Ces outils permettent d’améliorer le rendement essentiellement par leur capacité à mettre à la disposition de l’agriculteur, d’une façon simple, toute la data nécessaire pour sa prise de décision. Des images satellites, des données météos, des cartes d’humidité… toutes ces données, compliquées qu’elles soient, se transforment grâce à de l’intelligence artificielle en information décisionnelle aidant grandement l’agriculteur à prendre la meilleure décision au bon moment.
Aujourd’hui les services de AgriEdge permettent aux producteurs de blé, par exemple, d’économiser jusqu’à 20% d’engrais azoté tout en améliorant leur rendement grain de 24%
Peuvent-elles atténuer les conséquences de la sécheresse qui menace de plus en plus le secteur agricole marocain ? Jusqu’à quel degré ?
En effet, elles peuvent atténuer les impacts de la sécheresse en permettant à l’agriculteur d’utiliser à bon escient chaque goutte d’eau dont il dispose. Le déficit de pluviométrie et l’épuisement de la nappe phréatique combiné aux coûts croissants de l’énergie font que l’irrigation est un poste de coûts important pour l’agriculteur. Notre solution AquaEdge permet d’économiser jusqu’à 30% d’eau. Cette économie d’eau a une grande valeur dans les moments de grandes chaleurs et en absence de pluies.

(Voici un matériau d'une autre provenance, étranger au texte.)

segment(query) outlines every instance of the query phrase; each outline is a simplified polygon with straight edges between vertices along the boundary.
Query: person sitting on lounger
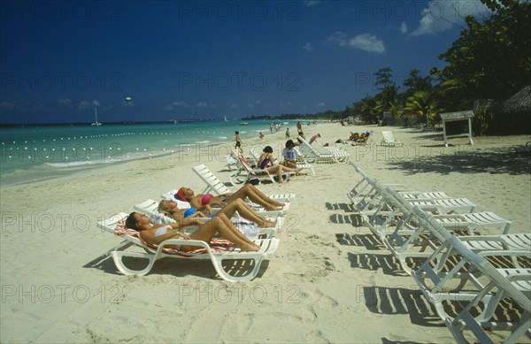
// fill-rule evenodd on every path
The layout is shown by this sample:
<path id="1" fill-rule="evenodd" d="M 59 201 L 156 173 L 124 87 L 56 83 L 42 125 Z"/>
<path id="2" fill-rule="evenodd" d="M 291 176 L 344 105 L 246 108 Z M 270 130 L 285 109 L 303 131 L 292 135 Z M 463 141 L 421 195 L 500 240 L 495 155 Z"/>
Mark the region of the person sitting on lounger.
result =
<path id="1" fill-rule="evenodd" d="M 266 218 L 259 216 L 255 210 L 252 210 L 252 208 L 247 205 L 247 203 L 245 203 L 245 202 L 240 198 L 231 201 L 218 212 L 212 215 L 217 216 L 219 214 L 224 214 L 230 218 L 236 211 L 238 211 L 238 214 L 240 214 L 242 218 L 256 223 L 258 227 L 270 228 L 276 226 L 276 221 L 270 221 Z M 165 213 L 178 222 L 187 221 L 185 223 L 193 220 L 194 218 L 206 218 L 204 213 L 197 211 L 197 210 L 194 207 L 189 209 L 179 209 L 177 206 L 177 202 L 168 200 L 160 201 L 158 203 L 158 212 Z"/>
<path id="2" fill-rule="evenodd" d="M 271 146 L 266 146 L 263 150 L 260 158 L 258 159 L 258 166 L 262 170 L 267 171 L 269 173 L 274 174 L 278 173 L 279 182 L 283 183 L 284 179 L 282 178 L 282 173 L 286 172 L 294 172 L 298 173 L 302 169 L 297 168 L 290 168 L 284 166 L 280 164 L 274 164 L 275 159 L 273 157 L 273 148 Z"/>
<path id="3" fill-rule="evenodd" d="M 288 140 L 286 141 L 286 148 L 282 149 L 282 157 L 284 161 L 282 164 L 290 168 L 296 168 L 296 157 L 300 154 L 295 149 L 295 142 L 293 140 Z"/>
<path id="4" fill-rule="evenodd" d="M 365 143 L 367 141 L 367 140 L 369 140 L 369 135 L 371 134 L 370 133 L 361 133 L 361 134 L 359 134 L 358 133 L 352 133 L 350 132 L 350 137 L 349 137 L 348 139 L 339 139 L 335 141 L 335 143 L 342 143 L 343 141 L 351 141 L 352 143 L 356 144 L 356 143 Z"/>
<path id="5" fill-rule="evenodd" d="M 179 228 L 183 226 L 180 222 L 151 225 L 150 220 L 149 216 L 134 211 L 126 219 L 126 226 L 140 232 L 140 237 L 153 245 L 158 245 L 168 239 L 178 238 L 210 242 L 219 233 L 223 239 L 238 246 L 242 251 L 258 251 L 260 249 L 258 245 L 242 234 L 225 214 L 219 214 L 206 223 L 196 220 L 196 225 L 198 225 L 199 227 L 189 235 L 179 231 Z M 196 249 L 197 246 L 181 245 L 181 248 L 174 248 L 191 251 Z"/>
<path id="6" fill-rule="evenodd" d="M 214 196 L 211 194 L 195 195 L 194 190 L 183 187 L 179 189 L 175 198 L 182 202 L 188 202 L 192 207 L 198 210 L 203 208 L 208 209 L 212 205 L 223 207 L 234 200 L 241 199 L 244 201 L 247 198 L 249 198 L 250 202 L 266 208 L 268 211 L 281 210 L 282 207 L 284 207 L 284 203 L 267 197 L 266 194 L 258 190 L 252 184 L 245 184 L 234 194 L 221 195 L 219 196 Z M 210 213 L 212 213 L 212 211 Z"/>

Les agriculteurs marocains sont-ils assez sensibilisés aux enjeux du digital dans le secteur agricole ?
Nous avons encore du chemin à faire dans ce sens à mon avis. Toutefois, depuis que nous avons commencé à proposer des solutions AgriTech au Maroc, nous constatons que l’adoption s’inscrit dans une tendance haussière. Aussi, il est à souligner que l’agriculteur marocain a de l’innovation dans son ADN. En effet, malgré qu’on soit dans des conditions climatiques pas très favorables, notre Royaume a un classement très avancé dans l’exportation de plusieurs produits agricoles. Je suis convaincu que ce gène d’innovation dont dispose l’agriculture marocaine accélèrera fortement l’adoption de l’AgriTech pour qu’il devient un des leviers stratégiques dans notre souveraineté alimentaire.
Quelles sont les ambitions d’AgriEdge à moyen et long terme au Maroc mais aussi en Afrique ?
Une seule ambition : positionner notre Pays dans le secteur AgriTech à échelle mondiale au même rang dans lequel il est dans le secteur agricole. La production agricole de notre Royaume parcourt le monde entier portant le génie de nos agriculteurs, nous souhaitons que nos services parcourent le même chemin pour exporter cette expertise.
Après cinq ans, cette expertise est déployée dans presque 2 millions d’hectares réparti dans 11 pays africains. Nous comptons doubler cette surface l’année prochaine et atteindre dans 5 années 20 millions d’hectares couvert tout en exportant nos services également vers d’autres continents.